We have had just a great couple of days. We are still working with L! Her girls got confirmed yesterday and it was just beautiful. They also brought her step-son O. O is 21. The sisters had been working with him before, he lives with L and her family, but since I've been here he's basically disappeared. Well last week we got him to sit in on their first Family Home Evening and then after that he's been sitting in and then he agreed to go to dinner at a member's house last Saturday which is HUGE he's so shy, and then he came to church for the first time yesterday and prayed in CLASS (he's never prayed with us before) and he's coming next week! So great. Their family is really coming together. Another family that we're working with is progressing really well too! E got baptized about three weeks ago (my first one) and her mom is probably going to baptized at the end of December. Her stepdad J has been coming to church, at first just for E's baptisim and then the following week for her confirmation. Well he came again yesterday with the whole family again! He attends all the classes, the brothers at church are just welcoming him in, and yesterday I asked if we could start teaching him and he said yes! We've been praying for that for a long time!!!! So we're going to get this whole family baptized and to the temple. SO. Excited. Love being a missionary.

So lately we've been reading The Fourth Missionary during companionship study and I've been thinking a lot about how I can become the Fourth Missionary and what it means to give up my will and my heart and my mind. I've been working on it a lot this week and MAN it has made being a missionary easier. My mood is better (not that it was bad before) and I'm happy, I feel the Spirit pretty much 24/7, I can feel him guiding me what to say and where to go... I love it! I love feeling like I am changing. At the beginning of my mission I wanted to change but I didn't like the process... it hurt a bit! But now I am just relaxing and learning to trust that God is not going to change me into someone that I won't like. That's probably the biggest thing I've learned this week. Just relax. It makes our lessons go better, it helps our companionship, it makes me happier, I can hear the Holy Ghost more... great thing to learn!

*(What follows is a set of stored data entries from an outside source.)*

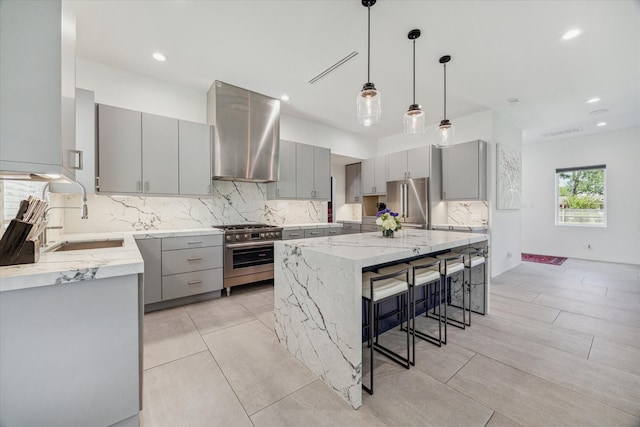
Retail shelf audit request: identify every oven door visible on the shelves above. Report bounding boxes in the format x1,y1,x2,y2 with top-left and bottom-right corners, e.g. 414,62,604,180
224,241,275,279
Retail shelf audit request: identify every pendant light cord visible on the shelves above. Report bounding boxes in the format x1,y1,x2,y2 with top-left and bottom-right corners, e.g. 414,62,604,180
443,62,447,120
367,4,371,83
412,39,416,105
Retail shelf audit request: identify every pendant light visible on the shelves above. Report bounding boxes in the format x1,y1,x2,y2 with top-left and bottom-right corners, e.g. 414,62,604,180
403,29,425,137
357,0,381,126
437,55,455,146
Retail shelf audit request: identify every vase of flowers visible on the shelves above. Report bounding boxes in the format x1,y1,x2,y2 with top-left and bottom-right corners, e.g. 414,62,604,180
376,209,401,237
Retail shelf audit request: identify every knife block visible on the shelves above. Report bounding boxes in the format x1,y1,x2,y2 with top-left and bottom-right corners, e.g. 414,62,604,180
0,220,40,266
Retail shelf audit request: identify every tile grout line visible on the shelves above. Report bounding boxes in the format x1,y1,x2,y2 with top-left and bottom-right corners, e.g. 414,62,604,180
587,335,595,360
143,349,210,373
445,352,478,385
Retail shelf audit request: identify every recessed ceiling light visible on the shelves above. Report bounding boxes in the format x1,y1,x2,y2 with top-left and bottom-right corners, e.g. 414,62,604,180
280,94,290,101
562,28,582,40
596,122,607,127
587,97,601,104
152,52,167,62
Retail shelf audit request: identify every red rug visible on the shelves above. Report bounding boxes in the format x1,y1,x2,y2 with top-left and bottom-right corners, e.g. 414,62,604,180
522,253,567,266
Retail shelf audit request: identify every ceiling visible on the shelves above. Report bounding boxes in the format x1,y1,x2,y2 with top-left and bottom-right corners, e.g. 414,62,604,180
71,0,640,144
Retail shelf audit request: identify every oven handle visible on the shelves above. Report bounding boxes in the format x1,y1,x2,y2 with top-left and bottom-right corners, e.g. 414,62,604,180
225,241,277,249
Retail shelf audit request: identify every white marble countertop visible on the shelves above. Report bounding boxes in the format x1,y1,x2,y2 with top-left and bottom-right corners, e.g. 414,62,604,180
431,223,489,231
336,220,362,224
275,229,488,269
0,228,223,293
281,223,342,231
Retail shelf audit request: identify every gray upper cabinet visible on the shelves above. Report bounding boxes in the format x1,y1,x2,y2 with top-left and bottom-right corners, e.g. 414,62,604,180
178,120,212,196
97,104,142,193
361,155,387,195
387,147,430,181
277,142,330,201
142,113,179,195
0,1,77,180
441,140,487,200
268,139,297,199
345,163,362,203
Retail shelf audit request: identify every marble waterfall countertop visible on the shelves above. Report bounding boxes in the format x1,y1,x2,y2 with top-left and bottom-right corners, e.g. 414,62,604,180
273,229,489,409
0,228,223,293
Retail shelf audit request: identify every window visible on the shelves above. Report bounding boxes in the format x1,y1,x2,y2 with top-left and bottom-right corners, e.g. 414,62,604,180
555,165,606,226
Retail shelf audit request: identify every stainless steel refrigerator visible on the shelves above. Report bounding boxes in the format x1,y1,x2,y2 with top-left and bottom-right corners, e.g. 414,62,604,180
386,178,429,228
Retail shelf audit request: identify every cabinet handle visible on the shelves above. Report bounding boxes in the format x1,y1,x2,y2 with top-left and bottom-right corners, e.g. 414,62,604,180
187,280,202,285
136,181,141,191
187,256,203,261
289,233,300,237
187,241,203,245
258,253,266,257
310,232,320,235
69,150,83,170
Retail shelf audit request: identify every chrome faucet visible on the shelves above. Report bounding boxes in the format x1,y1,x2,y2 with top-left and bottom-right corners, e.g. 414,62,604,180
42,181,89,219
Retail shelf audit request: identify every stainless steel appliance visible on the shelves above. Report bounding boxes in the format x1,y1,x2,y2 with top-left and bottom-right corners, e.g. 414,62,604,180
386,177,429,228
213,223,283,295
207,81,280,182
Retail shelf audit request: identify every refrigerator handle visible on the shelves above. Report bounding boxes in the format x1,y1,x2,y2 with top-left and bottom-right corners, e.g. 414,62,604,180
404,183,409,220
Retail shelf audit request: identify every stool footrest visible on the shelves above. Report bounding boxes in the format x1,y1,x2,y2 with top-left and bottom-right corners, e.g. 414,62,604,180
373,343,410,369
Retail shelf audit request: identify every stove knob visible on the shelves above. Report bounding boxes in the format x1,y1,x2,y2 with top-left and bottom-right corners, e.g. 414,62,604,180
226,235,232,241
267,232,272,238
245,234,250,239
260,233,265,238
235,235,241,241
276,231,281,237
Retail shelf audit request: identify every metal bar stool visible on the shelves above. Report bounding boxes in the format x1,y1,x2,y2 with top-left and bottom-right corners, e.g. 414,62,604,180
361,269,410,395
457,247,487,320
379,258,442,366
432,253,465,344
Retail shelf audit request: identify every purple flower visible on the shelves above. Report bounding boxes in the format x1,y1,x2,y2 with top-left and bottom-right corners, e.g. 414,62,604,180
390,212,398,217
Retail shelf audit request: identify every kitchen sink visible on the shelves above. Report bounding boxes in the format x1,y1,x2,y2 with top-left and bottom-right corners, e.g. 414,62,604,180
47,239,124,252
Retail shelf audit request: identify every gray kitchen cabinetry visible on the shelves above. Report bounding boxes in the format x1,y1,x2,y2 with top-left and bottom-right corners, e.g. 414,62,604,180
97,104,142,193
345,163,362,203
387,147,430,181
361,155,387,195
282,227,342,239
323,227,342,237
341,223,362,234
282,229,305,240
296,143,331,200
441,140,487,200
304,228,324,238
179,120,212,196
267,139,297,199
161,235,223,301
136,237,162,305
0,1,78,181
142,113,179,195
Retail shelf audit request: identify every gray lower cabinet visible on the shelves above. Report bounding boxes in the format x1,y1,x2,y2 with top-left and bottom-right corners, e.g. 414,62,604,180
323,228,341,237
136,237,162,305
304,228,324,238
137,234,223,307
341,223,361,234
282,227,342,239
282,229,304,240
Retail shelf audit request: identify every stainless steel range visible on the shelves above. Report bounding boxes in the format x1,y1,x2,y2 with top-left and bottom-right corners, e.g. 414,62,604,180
213,223,283,295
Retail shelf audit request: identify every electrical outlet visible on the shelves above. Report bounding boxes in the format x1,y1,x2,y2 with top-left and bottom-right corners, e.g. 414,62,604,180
587,244,592,249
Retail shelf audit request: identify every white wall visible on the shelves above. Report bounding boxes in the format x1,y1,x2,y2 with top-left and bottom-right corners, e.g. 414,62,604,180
76,58,206,122
281,115,376,159
522,126,640,265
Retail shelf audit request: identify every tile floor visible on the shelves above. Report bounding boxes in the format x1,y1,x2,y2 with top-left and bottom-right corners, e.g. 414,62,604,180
140,258,640,427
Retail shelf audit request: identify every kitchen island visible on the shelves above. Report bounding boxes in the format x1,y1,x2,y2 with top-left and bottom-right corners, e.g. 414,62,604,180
273,229,488,409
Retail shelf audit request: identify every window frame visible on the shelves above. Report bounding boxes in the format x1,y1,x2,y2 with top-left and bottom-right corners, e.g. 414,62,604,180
554,165,607,228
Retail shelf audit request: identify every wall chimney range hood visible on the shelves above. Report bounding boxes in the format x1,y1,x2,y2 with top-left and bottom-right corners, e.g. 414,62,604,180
207,81,280,183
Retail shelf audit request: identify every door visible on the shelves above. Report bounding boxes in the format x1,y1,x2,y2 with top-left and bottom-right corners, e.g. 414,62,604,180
387,151,407,182
97,104,142,193
142,113,179,194
296,143,314,198
179,120,211,196
407,146,429,179
313,146,331,199
275,139,297,198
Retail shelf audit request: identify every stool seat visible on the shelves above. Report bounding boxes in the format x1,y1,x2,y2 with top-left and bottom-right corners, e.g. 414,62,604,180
464,256,485,268
378,263,440,287
435,254,465,275
362,272,409,302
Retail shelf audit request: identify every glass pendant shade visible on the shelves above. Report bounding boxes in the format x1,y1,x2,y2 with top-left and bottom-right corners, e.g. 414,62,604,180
437,119,455,147
357,83,381,126
403,104,425,136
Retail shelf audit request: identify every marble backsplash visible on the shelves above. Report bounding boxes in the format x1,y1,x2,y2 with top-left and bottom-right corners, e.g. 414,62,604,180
61,181,327,233
447,201,489,225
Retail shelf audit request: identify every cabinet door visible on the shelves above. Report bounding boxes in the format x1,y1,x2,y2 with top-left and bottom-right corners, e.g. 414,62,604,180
313,146,331,199
136,238,162,305
345,163,361,202
373,155,388,193
296,143,315,198
387,151,408,182
97,104,142,193
407,146,429,179
275,139,297,198
179,120,211,196
361,158,375,195
142,113,179,195
442,140,486,200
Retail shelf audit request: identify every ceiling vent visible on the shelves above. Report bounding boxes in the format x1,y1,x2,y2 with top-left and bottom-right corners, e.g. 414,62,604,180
308,51,358,84
541,127,584,138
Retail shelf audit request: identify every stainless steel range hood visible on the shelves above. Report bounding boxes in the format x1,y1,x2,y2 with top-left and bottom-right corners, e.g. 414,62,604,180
207,81,280,183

So yeah, the next thing I was going to tell you is that you should read The Fourth Missionary with the kids! It's kinda long but it will give them a heads up of what they should be preparing for here... man it's hard, but it is so great!

ALSO my spanish is rockin! We had a conference on Wednesday for Trainers and New missionaries... so great! Learned a lot. But we had to role play a lot as usual (we role play allllll the time, it's great practice) and all the elders who'd been out here a while were like "Hermana!! Where did you learn to speak Spanish??? You are throwing down your past tenses and everything!" And Sister Organista said I'm about as good as her last companion, who'd been out for 6 months. So, feeling pretty blessed, but working hard to get better! Love it though! It's not as frustrating as it was in the MTC... like now I actually can have a personality when I talk! And the Mexicans think I'm hilarious.... cuz I'm white but I pretend I'm Mexican hahaha. It's great!

I love you all so much. There is just great stuff out here. We should be baptizin at a pretty good rate this month. LOVE IT.
Love you so much! Talk to you soon!!!!